Standing fast together

Rural church’s ‘rescue groups’ started to support a struggling pastor. Now they’re spreading and strengthening lives.
God used a group of five men to rescue their pastor when he was on the verge of giving up on ministry. SUBMITTED PHOTO

David Yarbrough remembers standing at the back of the sanctuary as his congregation worshiped. His heart was racing, he was trembling, and he felt like he was going to die.

Then he looked to the front of the church and saw five men and their families. That gave him strength. 

“I knew they were with me,” he said.

A couple of years ago, as Yarbrough—lead pastor of The Bridge Fellowship Church in Martin’s Mill—approached 25 years in ministry, he wasn’t sure he was going to last much longer. At the time, he was weathering public criticism on social media—aimed at both himself and the church—while also shouldering the emotional and financial strain of his 87-year-old mother’s declining health.

“It was just more than I could take at that time,” Yarbrough recalled. He told his wife he was hanging by a thread, about to break. “I had never felt like that before.”

Yarbrough and his wife finally were able to retreat to Oklahoma for a couple of days. While away, he watched a podcast interview with a pastor who mentioned he surrounds himself with a group of five men in his church for accountability and encouragement. 

God had already provided five men Yarbrough felt he could count on, so he asked them to meet at his house at 6 p.m. on a Thursday. All of them agreed, and though they already knew he was under more pressure than usual, they learned that night the extent of his stress.

“It wasn’t just that I wanted to step away from ministry,” he said. “I was at the point where I was ready to step away from life.”

That Thursday night, the five men started speaking encouragement into the pastor’s life. They prayed for him and decided to meet weekly. “They were coming to rescue me,” Yarbrough said.

Despite the new group, the pastor continued to struggle. As he made the 20-minute drive to church on Sunday mornings, he repeatedly would get physically ill. The morning he stood at the back of the sanctuary trembling, he had just come from his office when he experienced the first panic attack of his life.

“I never really knew what burnout was like,” he said, describing it now as being so empty he had nothing left to give. “It wasn’t that I didn’t want to preach anymore. It wasn’t that I didn’t love the people anymore. It’s just that I didn’t have anything in the tank.”

As the meetings continued, Yarbrough asked the five men to share about their lives, too, and the group would encourage one another and pray. Most Thursdays they would spend as many as five hours together. 

“You would think that their wives and children would not want them doing that because they lose a whole Thursday night,” he said, “but [because of] what they were getting back in return, they wanted them to go because they were seeing the transformation that was taking place in their lives.”

David Yarbrough, lead pastor of The Bridge Fellowship in Martin's Hill.

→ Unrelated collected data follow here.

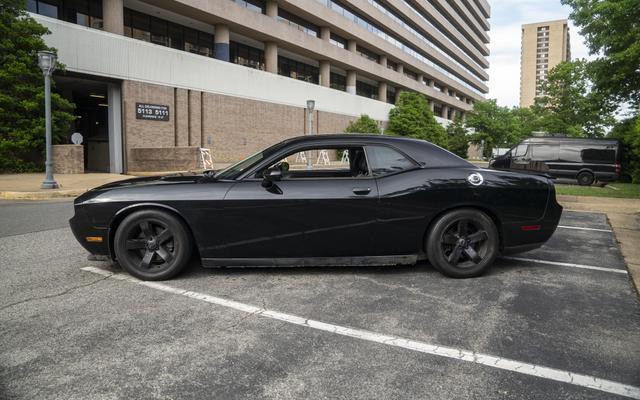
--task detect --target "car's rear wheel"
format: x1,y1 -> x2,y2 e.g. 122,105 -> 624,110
114,209 -> 191,281
426,209 -> 499,278
577,171 -> 595,186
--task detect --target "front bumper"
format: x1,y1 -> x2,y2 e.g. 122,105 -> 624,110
69,210 -> 110,256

“I never really knew what burnout was like. It wasn’t that I didn’t want to preach anymore. It wasn’t that I didn’t love the people anymore. It’s just that I didn’t have anything in the tank.”

‘Full of courage’

Patrick McGhee is one of those five men. He agreed to be in the group because he was intrigued that a pastor would let others get that close to him. As time went on, McGhee realized he was being rescued, too. 

As the men called out the good and godly things they saw in him during their meetings, McGhee realized they were seeing things he was blind to. They saw good in him that he didn’t. It empowered him.

“I was full of courage,” he said. “I could leave that house … and conquer whatever I was coming up against.”

McGhee’s wife encouraged him to keep going to the group because she noticed him becoming a better person, particularly by spending more time with his family and trying to live out what he knew from church. 

Before long, McGhee felt led to start a group with five other men so they could experience rescue. “It was replicating itself,” he said. Now there are three rescue groups at The Bridge. 

One of the chief lessons the men have learned, Yarbrough said, is based on Galatians 2:20. They have learned to die to self. 

“You can’t hurt a dead person’s feelings,” Yarbrough said. “You can’t offend them. We know any time that we’re getting offended, our feelings are getting hurt and we can’t serve other people because we think they’re mistreating us. We’re too alive to ourselves.”

Sometimes God allows suffering in a believer’s life, he said, because the person needs to learn humility. 

“It’s not about my platform. This isn’t my church. This isn’t my wife. These aren’t my children. They’re His, and I’m stewarding them,” Yarbrough said. “I can’t steward them effectively when I’m worried about what everybody’s doing for me.” 

In all of this, the rescue group didn’t just tell Yarbrough they loved him. They showed it. 

“It’s one of the clearest pictures of the kingdom I’ve ever experienced,” he said. “God using ordinary men to do extraordinary things through simple obedience and genuine love.”